Cellular Effects of Repetition Priming in the Aplysia Feeding Network Are Suppressed during a Task-Switch But Persist and Facilitate a Return to the Primed State

Many neural networks are multitasking and receive modulatory input, which configures activity. As a result, these networks can enter a relatively persistent state in which they are biased to generate one type of output as opposed to another. A question we address is as follows: what happens to this type of state when the network is forced to task-switch? We address this question in the feeding system of the mollusc Aplysia This network generates ingestive and egestive motor programs. We focus on an identified neuron that is selectively active when programs are ingestive. Previous work has established that the increase in firing frequency observed during ingestive programs is at least partially mediated by an excitability increase.
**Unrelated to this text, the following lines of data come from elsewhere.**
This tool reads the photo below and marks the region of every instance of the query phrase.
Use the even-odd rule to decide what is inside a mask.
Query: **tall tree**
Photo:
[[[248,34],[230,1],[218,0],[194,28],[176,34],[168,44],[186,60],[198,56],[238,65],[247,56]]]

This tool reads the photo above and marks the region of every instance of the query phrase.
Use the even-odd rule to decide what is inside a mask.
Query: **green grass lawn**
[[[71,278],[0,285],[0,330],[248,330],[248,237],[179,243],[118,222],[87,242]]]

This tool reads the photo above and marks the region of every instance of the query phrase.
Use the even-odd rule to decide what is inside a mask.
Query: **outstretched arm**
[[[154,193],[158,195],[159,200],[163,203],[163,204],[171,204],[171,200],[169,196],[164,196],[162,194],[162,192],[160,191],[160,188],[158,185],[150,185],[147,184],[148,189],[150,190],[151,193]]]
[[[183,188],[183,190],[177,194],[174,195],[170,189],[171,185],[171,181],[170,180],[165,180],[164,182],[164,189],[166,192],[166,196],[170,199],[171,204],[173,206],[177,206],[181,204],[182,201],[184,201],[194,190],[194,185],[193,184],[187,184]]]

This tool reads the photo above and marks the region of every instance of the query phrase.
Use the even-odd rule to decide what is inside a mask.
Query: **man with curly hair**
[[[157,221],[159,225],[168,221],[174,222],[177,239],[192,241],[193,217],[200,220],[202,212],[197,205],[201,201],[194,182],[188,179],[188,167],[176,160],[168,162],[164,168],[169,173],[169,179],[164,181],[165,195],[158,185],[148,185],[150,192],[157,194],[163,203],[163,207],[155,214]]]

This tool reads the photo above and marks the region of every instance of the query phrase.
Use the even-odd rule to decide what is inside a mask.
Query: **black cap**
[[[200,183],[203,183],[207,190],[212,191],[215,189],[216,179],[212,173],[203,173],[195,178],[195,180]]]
Here we identify the underlying cellular mechanism as the induction of a cAMP-dependent inward current. We ask how this current is impacted by the subsequent induction of egestive activity. Interestingly, we demonstrate that this task-switch does not eliminate the inward current but instead activates an outward current. The induction of the outward current obviously reduces the net inward current in the cell. This produces the decrease in excitability and firing frequency required for the task-switch. Importantly, however, the persistence of the inward current is not impacted. It remains present and coexists with the outward current. Consequently, when effects of egestive priming and the outward current dissipate, firing frequency and excitability remain above baseline levels. This presumably has important functional implications in that it will facilitate a return to ingestive activity.SIGNIFICANCE STATEMENT Under physiological conditions, an animal generating a particular type of motor activity can be forced to at least briefly task-switch. In some circumstances, this involves the temporary induction of an "antagonistic" or incompatible motor program. For example, ingestion can be interrupted by a brief period of egestive activity. In this type of situation, it is often desirable for behavioral switching to occur rapidly and efficiently. In this report, we focus on a particular aspect of this type of task-switch. We determine how the priming that occurs when a multitasking network repeatedly generates one type of motor activity can be retained during the execution of an incompatible motor program.